I tried this command:
kubectl logs --tail
I got this error/help output:
Error: flag needs an argument: --tail
Aliases:
logs, log
Examples:
# Return snapshot logs from pod nginx with only one container
kubectl logs nginx
# Return snapshot logs for the pods defined by label app=nginx
kubectl logs -lapp=nginx
# Return snapshot of previous terminated ruby container logs from pod web-1
kubectl logs -p -c ruby web-1
# Begin streaming the logs of the ruby container in pod web-1
kubectl logs -f -c ruby web-1
# Display only the most recent 20 lines of output in pod nginx
kubectl logs --tail=20 nginx
# Show all logs from pod nginx written in the last hour
kubectl logs --since=1h nginx
# Return snapshot logs from first container of a job named hello
kubectl logs job/hello
# Return snapshot logs from container nginx-1 of a deployment named nginx
kubectl logs deployment/nginx -c nginx-1
ummm I just want to see all the logs, isn't this a common thing to want to do? How can I tail all the logs for a cluster?
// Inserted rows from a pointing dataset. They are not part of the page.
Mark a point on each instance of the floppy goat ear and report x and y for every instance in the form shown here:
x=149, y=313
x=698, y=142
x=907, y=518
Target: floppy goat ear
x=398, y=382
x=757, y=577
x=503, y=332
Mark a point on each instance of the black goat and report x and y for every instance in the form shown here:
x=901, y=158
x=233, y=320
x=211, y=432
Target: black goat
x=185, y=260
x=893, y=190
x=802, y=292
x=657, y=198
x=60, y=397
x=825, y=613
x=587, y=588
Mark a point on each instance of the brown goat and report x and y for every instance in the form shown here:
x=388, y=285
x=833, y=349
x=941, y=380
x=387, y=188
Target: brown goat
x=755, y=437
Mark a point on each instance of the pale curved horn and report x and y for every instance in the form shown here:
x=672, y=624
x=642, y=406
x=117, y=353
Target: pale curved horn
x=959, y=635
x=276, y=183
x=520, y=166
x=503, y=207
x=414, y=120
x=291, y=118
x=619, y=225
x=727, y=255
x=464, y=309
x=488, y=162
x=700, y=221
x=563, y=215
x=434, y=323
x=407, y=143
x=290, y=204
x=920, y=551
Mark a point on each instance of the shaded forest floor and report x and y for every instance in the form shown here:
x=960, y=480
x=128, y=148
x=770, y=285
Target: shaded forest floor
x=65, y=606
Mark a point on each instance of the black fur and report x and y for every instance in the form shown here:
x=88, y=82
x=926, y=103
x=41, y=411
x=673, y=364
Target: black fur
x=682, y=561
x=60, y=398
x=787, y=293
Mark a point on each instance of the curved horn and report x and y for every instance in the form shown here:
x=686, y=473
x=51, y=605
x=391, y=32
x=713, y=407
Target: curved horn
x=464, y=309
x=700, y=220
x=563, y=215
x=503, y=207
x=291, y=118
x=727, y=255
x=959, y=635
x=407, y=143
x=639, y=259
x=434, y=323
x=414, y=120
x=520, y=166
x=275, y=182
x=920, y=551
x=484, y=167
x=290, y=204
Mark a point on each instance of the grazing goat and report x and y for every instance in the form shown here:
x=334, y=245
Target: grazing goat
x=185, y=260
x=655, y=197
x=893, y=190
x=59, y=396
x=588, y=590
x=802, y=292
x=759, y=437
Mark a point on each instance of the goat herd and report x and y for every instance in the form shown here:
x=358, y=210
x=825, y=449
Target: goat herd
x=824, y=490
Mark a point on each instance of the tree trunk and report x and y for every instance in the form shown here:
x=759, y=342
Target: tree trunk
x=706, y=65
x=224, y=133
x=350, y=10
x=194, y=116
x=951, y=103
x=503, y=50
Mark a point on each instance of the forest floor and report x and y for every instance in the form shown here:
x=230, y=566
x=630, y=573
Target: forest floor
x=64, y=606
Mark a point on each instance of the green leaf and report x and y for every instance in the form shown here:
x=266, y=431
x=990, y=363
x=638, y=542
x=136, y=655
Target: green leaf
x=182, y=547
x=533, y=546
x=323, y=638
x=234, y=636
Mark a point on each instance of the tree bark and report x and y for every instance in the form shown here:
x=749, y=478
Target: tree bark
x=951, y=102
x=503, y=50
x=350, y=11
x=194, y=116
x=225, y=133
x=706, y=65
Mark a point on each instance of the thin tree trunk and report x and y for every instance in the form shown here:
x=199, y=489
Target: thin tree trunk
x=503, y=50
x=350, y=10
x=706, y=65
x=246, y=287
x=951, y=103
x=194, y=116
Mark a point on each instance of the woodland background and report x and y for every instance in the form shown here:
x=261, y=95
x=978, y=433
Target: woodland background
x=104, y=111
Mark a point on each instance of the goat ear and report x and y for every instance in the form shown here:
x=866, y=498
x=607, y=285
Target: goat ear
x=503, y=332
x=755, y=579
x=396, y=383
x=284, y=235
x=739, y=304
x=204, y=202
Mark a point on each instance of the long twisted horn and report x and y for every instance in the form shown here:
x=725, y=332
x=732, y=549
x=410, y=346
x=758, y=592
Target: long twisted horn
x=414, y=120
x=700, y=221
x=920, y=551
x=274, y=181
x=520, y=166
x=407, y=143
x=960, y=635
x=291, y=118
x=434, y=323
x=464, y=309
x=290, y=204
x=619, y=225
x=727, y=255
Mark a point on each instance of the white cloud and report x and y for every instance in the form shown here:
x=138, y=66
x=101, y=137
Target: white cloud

To get Kubectl pod logs, you can access them by adding the -p flag. Kubectl will then get all of the logs stored for the pod. This includes lines that were emitted by containers that were terminated.
To do this, you'll have to look at kubelet log. Accessing the logs depends on your Node OS. On some OSes it is a file, such as /var/log/kubelet. log, while other OSes use journalctl to access logs.
If you don't mind using a third party tool, kail
does exactly what you're describing.
Streams logs from all containers of all matched pods. [...] With no arguments, kail matches all pods in the cluster.